The viable cell number (AnnV−, million/ml) and the % apoptosis (AnnV+ %). in drug treated samples was determined by using annexin V-FITC (BD Biosciences) as reported (35) and were used to calculate % surviving cells and % specific apoptosis. % surviving cells= viable cell number in treated sample × 100/viable cell number in control sample. % specific apoptosis = [% annexin V+ in treated sample) − (% annexin V+ in control sample) × 100] ÷ [100 − (% annexin V+ in control sample)] (36). The number of surviving leukemia stem cells from primary patient samples was determined using a method described previously.(35) % surviving cells= viable CD34+/38− cell number in treated sample×100/viable CD34+/38− cell number in control sample. CD34+/38−, CD34+/38+, and CD33+/34− cell populations were isolated from primary AML samples as previously described. (35)

Gene expression assay

Total RNA was extracted with Trizol (Invitrogen, Carlsbad, CA) following the manufacturer’s instructions. 500 ng of cDNA was used for each real-time PCR reaction. All Taqman assays for measuring gene expression were purchased from Applied Biosystems (Foster City, CA), and the real-time PCR was conducted and analyzed with the 7900HT Fast Real-Time PCR System (Applied Biosystems, Foster City, CA).

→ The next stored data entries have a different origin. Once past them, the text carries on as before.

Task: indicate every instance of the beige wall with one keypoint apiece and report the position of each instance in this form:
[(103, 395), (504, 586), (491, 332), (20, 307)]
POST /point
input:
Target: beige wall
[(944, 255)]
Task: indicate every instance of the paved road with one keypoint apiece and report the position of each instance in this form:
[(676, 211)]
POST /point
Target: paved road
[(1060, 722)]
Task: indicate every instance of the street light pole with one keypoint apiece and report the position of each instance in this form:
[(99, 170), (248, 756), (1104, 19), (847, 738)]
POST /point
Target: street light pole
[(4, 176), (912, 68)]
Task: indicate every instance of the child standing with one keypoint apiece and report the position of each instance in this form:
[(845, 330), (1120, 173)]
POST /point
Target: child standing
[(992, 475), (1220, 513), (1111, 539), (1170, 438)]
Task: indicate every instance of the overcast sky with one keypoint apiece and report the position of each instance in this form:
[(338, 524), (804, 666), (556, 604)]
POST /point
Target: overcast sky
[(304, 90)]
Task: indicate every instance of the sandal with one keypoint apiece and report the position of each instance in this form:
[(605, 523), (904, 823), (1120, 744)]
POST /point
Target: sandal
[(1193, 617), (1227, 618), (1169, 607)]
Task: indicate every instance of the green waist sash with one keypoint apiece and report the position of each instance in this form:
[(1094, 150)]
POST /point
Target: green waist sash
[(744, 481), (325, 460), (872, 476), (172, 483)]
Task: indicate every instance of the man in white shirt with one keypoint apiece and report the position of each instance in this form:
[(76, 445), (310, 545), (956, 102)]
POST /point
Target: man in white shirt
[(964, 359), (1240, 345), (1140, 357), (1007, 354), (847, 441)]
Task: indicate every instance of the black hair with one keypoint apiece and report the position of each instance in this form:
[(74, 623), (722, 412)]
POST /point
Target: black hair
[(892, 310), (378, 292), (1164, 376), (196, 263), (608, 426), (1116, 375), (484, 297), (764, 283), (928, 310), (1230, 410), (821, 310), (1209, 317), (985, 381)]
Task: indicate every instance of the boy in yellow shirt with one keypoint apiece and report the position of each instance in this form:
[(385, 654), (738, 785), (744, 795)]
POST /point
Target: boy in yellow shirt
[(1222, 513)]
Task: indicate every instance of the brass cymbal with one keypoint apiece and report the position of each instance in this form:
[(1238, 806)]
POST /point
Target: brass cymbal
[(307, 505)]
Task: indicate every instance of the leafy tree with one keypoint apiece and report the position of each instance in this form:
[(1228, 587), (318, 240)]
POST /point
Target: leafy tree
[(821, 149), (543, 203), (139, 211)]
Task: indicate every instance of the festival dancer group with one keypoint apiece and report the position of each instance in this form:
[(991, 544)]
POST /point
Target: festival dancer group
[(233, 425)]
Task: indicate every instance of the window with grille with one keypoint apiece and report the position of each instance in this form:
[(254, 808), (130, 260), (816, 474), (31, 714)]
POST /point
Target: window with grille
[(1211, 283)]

The abundance of each transcript relative to that of Abl1 was calculated as follows: Copies per 100 Abl1 = 100 × 2 exp [−ΔCt], where ΔCt is the mean Ct of the transcript of interest less the mean Ct of the transcript for Abl1.

Western blotting

Lysates of 1 × 106 cells were loaded onto a 10% or 12% SDS-PAGE gel (Bio-Rad, Hercules, CA) and proteins were transferred to Hybond-P membranes (Amersham Pharmacia Biotech, Piscataway, NJ), followed by immunoblotting. Signals were detected using a PhosphorImager (Storm 860, version 4.0; Molecular Dynamics). The following antibodies were used: mouse monoclonal histone3 (Upstate, Billerica, MA), rabbit polyclonal histone4 (Upstate, Billerica, MA), rabbit polyclonal acetyl-histone3 (Upstate, Billerica, MA), rabbit polyclonal acetyl-histone4 (Upstate, Billerica, MA), rabbit polyclonal c-Jun (Santa Cruz, Santa Cruz, CA), rabbit polyclonal caspase 8 (Cell Signaling, Danvers, MA), rabbit polyclonal Bim (Calbiocam, Danvers, MA), mouse monoclonal Noxa (Abcam Inc. Cambridge, MA), mouse monoclonal beta-actin (Cell Signaling, Danvers, MA), goat anti-mouse and goat anti-rabbit-horse radish peroxidase conjugate secondary antibodies(Bio-Rad).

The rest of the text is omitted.